Amy Boldosser, a member of Family Care International’s global advocacy team, was in Toronto from Thursday through Sunday, for the G8 and G20 summits. Amy’s coverage of the summits is being posted on Blog 4 Global Health, RH Reality Check, and the MHTF Blog.
Written by Amy Boldosser
(June 29th, 2010) The G8 and G20 Summits wrapped up after a tumultuous weekend. The protesters clashing with police got all the press but there were important developments for maternal and child health, HIV/AIDS and reproductive health as well.
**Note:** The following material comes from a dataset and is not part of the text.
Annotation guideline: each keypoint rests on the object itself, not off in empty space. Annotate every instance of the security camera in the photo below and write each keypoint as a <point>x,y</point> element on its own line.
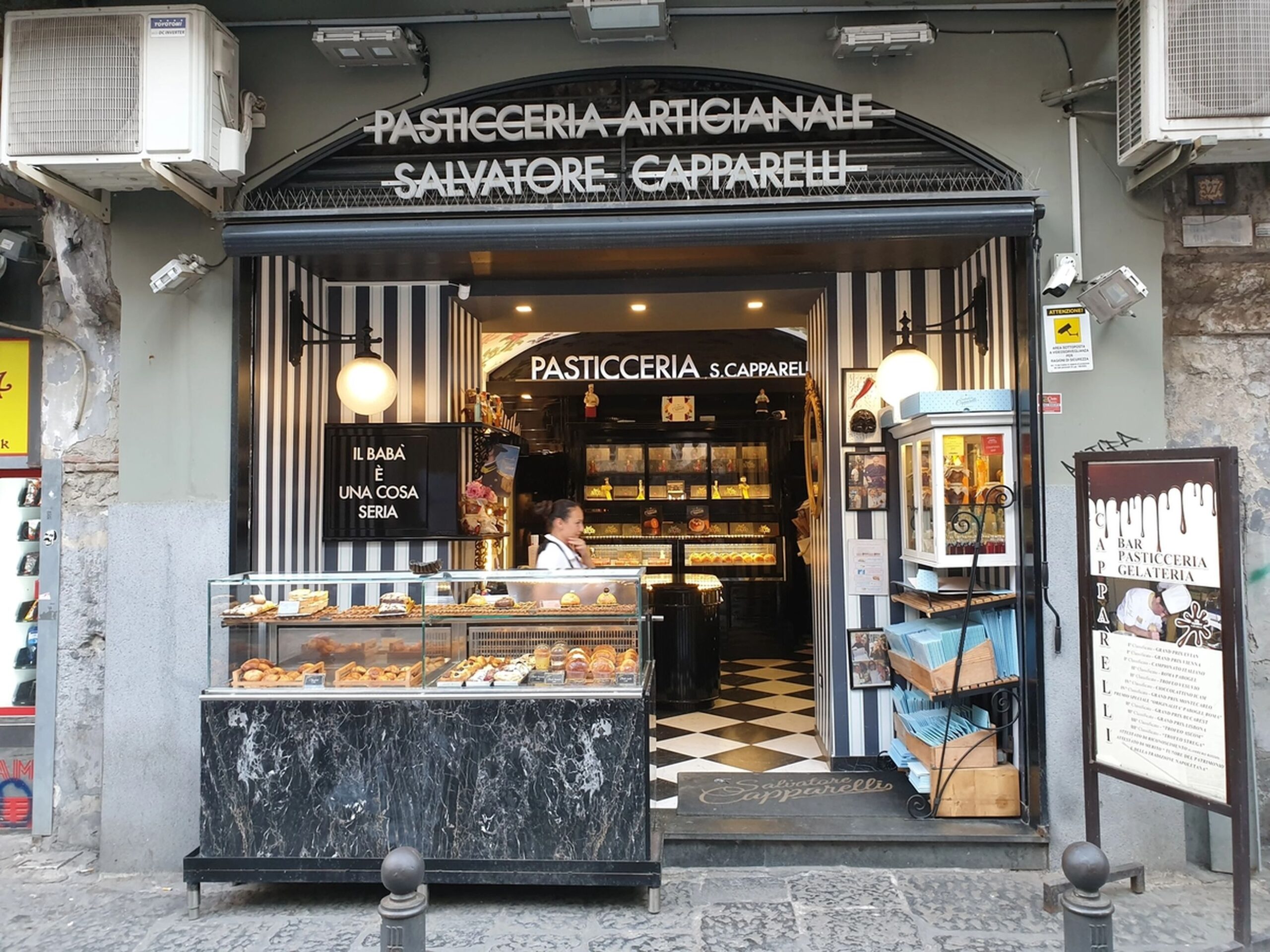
<point>1065,272</point>
<point>1113,294</point>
The G8 released the details of its Muskoka Initiative for Maternal and Child Health on Saturday, a five-year, $7.3 billion package for improving maternal, newborn and child health and increasing access to reproductive health. The G8 countries have pledged US $5 billion of new money over the next 5 years and an additional $2.3 billion has been committed by non-G8 member states and foundations including the Netherlands, Norway, New Zealand, South Korea, Spain, Switzerland, the Gates Foundation and the United Nations Foundation. The communiqué notes that the G8 countries “fully expect” to mobilize more than $10 billion between 2010 and 2015 but doesn’t provide details on where that extra money might come from.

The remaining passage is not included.